Coding: It's Just Writing (2008) - smusamashah
https://blog.codinghorror.com/coding-its-just-writing/
======
ilaksh
I don't know if we are supposed to interpret the title as a joke or what. But
most of the article is correct.

But obviously the prose-ish writing part is less than half of the task. It is
not trivial to create useful computer programs (regardless of
maintainability).

But one thing I would like to point out here is the extreme contrast in
attitudes towards computer programs versus mathematical descriptions.
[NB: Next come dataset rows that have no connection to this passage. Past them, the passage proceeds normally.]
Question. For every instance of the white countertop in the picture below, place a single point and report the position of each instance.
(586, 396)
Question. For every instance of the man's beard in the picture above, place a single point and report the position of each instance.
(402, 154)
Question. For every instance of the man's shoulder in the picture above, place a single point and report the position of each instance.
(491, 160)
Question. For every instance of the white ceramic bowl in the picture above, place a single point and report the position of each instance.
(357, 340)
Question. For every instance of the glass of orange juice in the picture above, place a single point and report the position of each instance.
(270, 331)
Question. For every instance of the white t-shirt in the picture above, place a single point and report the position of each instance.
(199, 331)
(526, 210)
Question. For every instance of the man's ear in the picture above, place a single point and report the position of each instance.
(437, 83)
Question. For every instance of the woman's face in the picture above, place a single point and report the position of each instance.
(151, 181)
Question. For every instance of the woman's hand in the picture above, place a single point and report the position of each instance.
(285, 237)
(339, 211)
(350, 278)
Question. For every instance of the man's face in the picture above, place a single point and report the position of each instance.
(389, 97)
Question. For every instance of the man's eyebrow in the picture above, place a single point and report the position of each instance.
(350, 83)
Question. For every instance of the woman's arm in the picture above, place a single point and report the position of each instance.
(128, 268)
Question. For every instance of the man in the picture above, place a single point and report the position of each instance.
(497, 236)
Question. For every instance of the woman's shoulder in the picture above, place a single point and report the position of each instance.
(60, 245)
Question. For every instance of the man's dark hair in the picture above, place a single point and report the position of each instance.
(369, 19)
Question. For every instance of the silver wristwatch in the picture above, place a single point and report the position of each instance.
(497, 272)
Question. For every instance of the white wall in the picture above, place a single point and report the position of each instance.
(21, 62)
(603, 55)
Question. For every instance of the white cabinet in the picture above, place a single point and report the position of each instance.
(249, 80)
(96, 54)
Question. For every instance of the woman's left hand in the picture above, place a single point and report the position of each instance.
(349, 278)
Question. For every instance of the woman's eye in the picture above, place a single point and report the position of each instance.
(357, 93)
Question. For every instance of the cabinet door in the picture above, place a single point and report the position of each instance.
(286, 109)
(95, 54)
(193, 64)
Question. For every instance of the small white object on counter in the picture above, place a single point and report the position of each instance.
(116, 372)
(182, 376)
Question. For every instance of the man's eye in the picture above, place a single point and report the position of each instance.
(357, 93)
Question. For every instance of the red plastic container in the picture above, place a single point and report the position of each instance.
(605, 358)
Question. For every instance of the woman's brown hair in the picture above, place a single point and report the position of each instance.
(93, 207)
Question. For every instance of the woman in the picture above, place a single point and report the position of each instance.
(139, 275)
I have always felt that although the nature of math notation has historically
made sense, the extreme level of obfuscation is a stark contrast to well-
written code.

------
guenthert
Indeed, writing for the poor sod who's going to maintain your code years after
you moved on is much more difficult than writing code for the machine. After
all, the compiler and test programs will tell you whether your code is
(sufficiently) correct, but there's no feedback from the aforementioned
maintainer of your code. If you can write code which compiles and passes the
test suite first try, then kudos to you. Most of us can't and need the
occasional hint from the compiler and edit our code 'til it passes.
Unfortunately, there's no automated check whether the variable, class or
function names are sensible and whether the comments match the code ...

------
pico_wave
Alternate headline: Coding, it's just translating.

------
hbcondo714
A former boss of mine said coding is just a means to an end.

------
randompwd
2008